Sweeney's article raises yet another issue. "Should the new [NCBTMB] requirements be adopted in late 2004 or early 2005, it is highly likely that many massage school graduates and enrolled students would be in the midst of a program that would not qualify them for the national certification examinations - [which is] especially problematic in the regulated states where the NCE has been established as a requirement to practice."3

However, the new exam criteria will only apply to massage students who begin their programs on or after June 1, 2005, while students entering massage school prior to the date of implementation will be evaluated under NCBTMB's current eligibility criteria; moreover, practicing massage therapists ineligible to take the exam under either criteria can continue to utilize NCBTMB's portfolio review process, which assesses relevant training and work experience to establish exam eligibility.2

Massage Today will publish relevant updates as they become available.
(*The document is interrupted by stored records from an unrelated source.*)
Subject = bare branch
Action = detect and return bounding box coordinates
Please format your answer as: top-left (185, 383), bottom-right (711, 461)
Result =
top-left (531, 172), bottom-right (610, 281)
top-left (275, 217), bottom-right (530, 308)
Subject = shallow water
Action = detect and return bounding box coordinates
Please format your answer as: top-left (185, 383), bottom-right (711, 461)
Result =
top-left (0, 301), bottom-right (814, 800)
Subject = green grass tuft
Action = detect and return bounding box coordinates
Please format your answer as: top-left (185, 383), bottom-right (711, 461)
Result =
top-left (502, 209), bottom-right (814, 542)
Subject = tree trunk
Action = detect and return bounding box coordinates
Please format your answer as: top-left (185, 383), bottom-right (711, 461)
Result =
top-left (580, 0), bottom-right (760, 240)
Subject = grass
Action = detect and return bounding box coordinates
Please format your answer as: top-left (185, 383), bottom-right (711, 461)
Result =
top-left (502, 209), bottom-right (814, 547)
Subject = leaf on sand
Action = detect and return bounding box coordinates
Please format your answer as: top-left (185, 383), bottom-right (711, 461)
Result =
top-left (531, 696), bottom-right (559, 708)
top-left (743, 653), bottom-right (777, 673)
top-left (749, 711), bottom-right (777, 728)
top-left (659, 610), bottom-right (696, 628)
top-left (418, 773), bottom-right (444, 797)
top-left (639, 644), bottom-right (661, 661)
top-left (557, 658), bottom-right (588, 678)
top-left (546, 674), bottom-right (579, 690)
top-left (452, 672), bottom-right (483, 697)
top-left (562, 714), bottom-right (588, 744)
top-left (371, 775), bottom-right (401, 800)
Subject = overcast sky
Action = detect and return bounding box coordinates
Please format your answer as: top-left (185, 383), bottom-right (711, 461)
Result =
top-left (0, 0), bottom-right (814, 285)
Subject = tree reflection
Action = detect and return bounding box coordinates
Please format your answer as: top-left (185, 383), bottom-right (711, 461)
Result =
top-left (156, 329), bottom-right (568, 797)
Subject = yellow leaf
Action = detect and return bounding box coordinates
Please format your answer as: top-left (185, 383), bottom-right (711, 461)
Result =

For more information about the NCBTMB, visit www.ncbtmb.com.

References

  1. E-mail interview with Alan Greilsamer, Account Director, Communications Marketing Group, on behalf of NCBTMB, with Massage Today. June 2, 2004.
  2. Press release. "The National Certification Board for Therapeutic Massage & Bodywork Announces Content Outline and Eligibility Criteria for New Credential." NCBTMB, Jan. 22, 2004. www.ncbtmb.com/Press_ releases/content_and_eligibility.htm.
  3. Sweeney, Les. "National Certification Examination Requirements to Change." Associated Bodywork & Massage Professionals. www.abmp.com/home/nce.html.
  4. E-mail from Dr. Gregory Lawton to Massage Today. May 28, 2004.